Is the Distribution of Unbiased Estimates the Same as the Statistic?

In summary, the conversation discusses the distribution of estimates for unbiased estimators and whether it is possible to have multiple distributions for the same parameter. The example of using sample mean as an estimator for the mean is given, with the conclusion that it is possible to have multiple unbiased estimators for the same parameter. The concept of MVUE (minimum variance unbiased estimator) is also mentioned.
  • #1
yhp266
6
0
Hi all, I've been confused about this for a while. Since it wasn't mentioned in class or my textbook, it probably reflects a fundamental lack of understanding :(


With any unbiased estimator, why is the distribution of the estimates also the distribution of the statistic?

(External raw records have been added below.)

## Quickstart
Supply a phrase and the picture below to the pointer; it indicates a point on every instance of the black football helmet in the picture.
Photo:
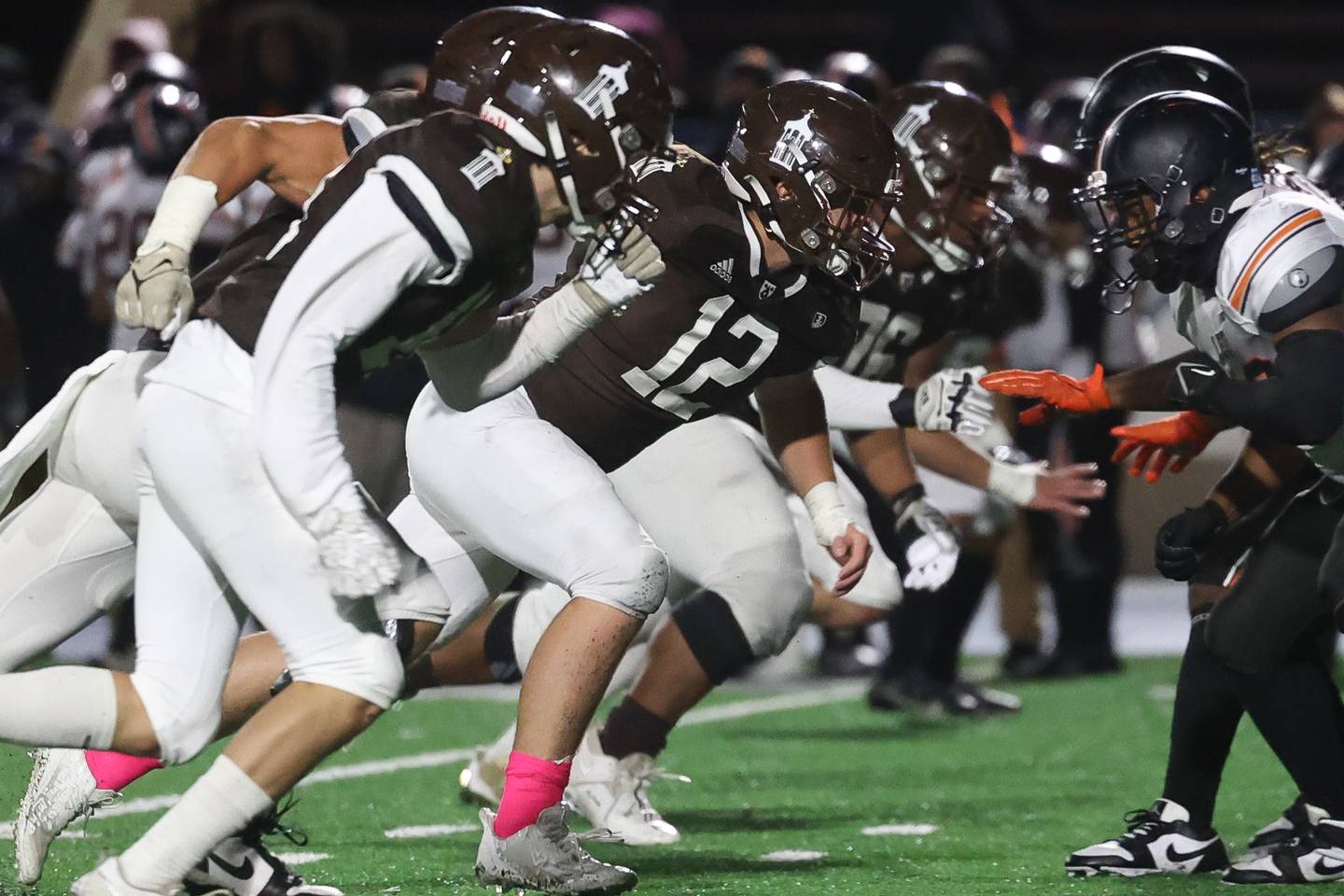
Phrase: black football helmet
(1156, 70)
(819, 165)
(162, 121)
(1169, 170)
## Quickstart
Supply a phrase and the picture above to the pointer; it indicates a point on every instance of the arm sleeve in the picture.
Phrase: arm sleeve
(857, 403)
(516, 347)
(347, 277)
(1303, 403)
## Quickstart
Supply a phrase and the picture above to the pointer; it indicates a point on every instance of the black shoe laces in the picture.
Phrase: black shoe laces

Eg, suppose we have 5 independent and identically distributed normal random variables with variance 1 and mean (unknown parameter).

We observe some numbers say { 4, 5, -2 ,7 , 12}.

and we use sample mean as the estimator for mean. The sample mean is clearly normally distributed.

But why is this also the distribution for mean
 
Physics news on Phys.org
  • #2
And is it possible to have 2 different unbiased estimators for the same parameter?

Wouldnt it not make sense to have multiple distributions of estimates for a particular parameter
 
Last edited:
  • #3
1/I don't understand your first question.
2/Yes, many unbiased estimators for one parameter is possible. Let x1,x2,...,xn be a sample form N(mu,sigma). Then sample mean or any xi is unbiased for mu but the have different distributions. Look up what is ment by MVUE.
 

FAQ: Is the Distribution of Unbiased Estimates the Same as the Statistic?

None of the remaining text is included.